Wednesday, January 9, 2019
Witch’s apprentice Bridey Corkill has hated the ocean ever since she watched her granddad dive in and drown with a smile on his face. So when a dead girl rolls in with the tide in the summer of 1913, sixteen-year-old Bridey suspects that whatever compelled her granddad to leap into the sea has made its return to the Isle of Man.

Soon, villagers are vanishing in the night, but no one shares Bridey’s suspicions about the sea. No one but the island’s witch, who isn’t as frightening as she first appears, and the handsome dark-haired lad Bridey rescues from a grim and watery fate. The cause of the deep gashes in Fynn’s stomach and his lost memories are, like the recent disappearances, a mystery well-guarded by the sea. In exchange for saving his life, Fynn teaches Bridey to master her fear of the water — stealing her heart in the process.
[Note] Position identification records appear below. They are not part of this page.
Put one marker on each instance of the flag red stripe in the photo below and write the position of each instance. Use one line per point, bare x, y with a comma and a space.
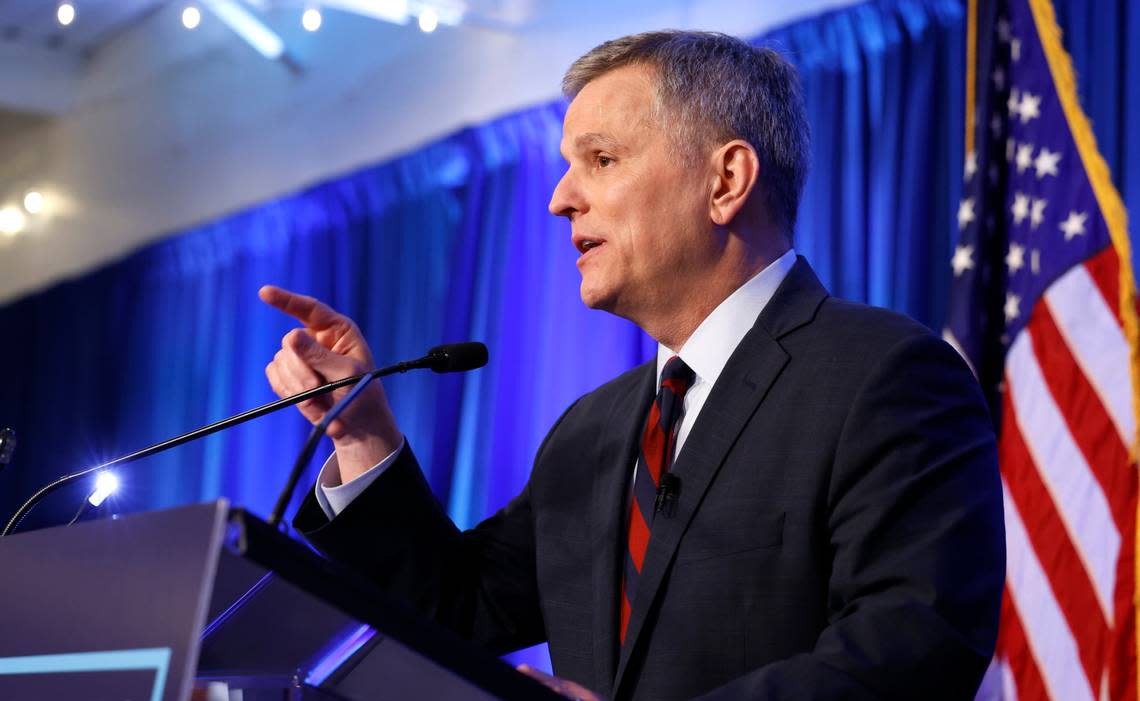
1015, 649
1105, 269
1063, 565
1122, 652
1084, 414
Now, Bridey must work with the Isle’s eccentric witch and the boy she isn’t sure she can trust — because if she can’t uncover the truth about the ancient evil in the water, everyone she loves will walk into the sea, never to return.

Goodreads Summary

Besides the gorgeous cover and amazing and unique setting, I loved the intricacy and plot development behind this book. Bridey's grandfather thought he heard singing coming from the sea moments before plunging to his death. Unfortunately for Bridey, trying to explain someone happily drowning comes off a little..insane. Ever since the incident with her grandfather, she has hated the water. Her suspicions were confirmed when a dead girl washes up on shore and, later, a boy with wounds (who Bridey is able to save). Bridey knows that something devilish is brewing in the sea, but she isn't sure how to figure out what or how to stop it. 

Bridey's character was lovely. She was part detective, scared villager, witch seeker, and love interest. For the most part, she didn't make any wildly inane decisions and I liked her willingness to challenge the evil in the sea. Fynn was a worthy love interest. He wasn't just there for the romance; the wounds he had when he was rescued from the sea were a mystery in and of themselves and he helped Bridey overcome her fears of the sea throughout the novel. Morag's character was possibly my favorite witch of all time. I liked her unusual ways and that she didn't care what others thought. Her character was mysterious and fascinating. The relationships between the characters were well-developed and helped lead up to the finale. I thoroughly enjoyed the ending.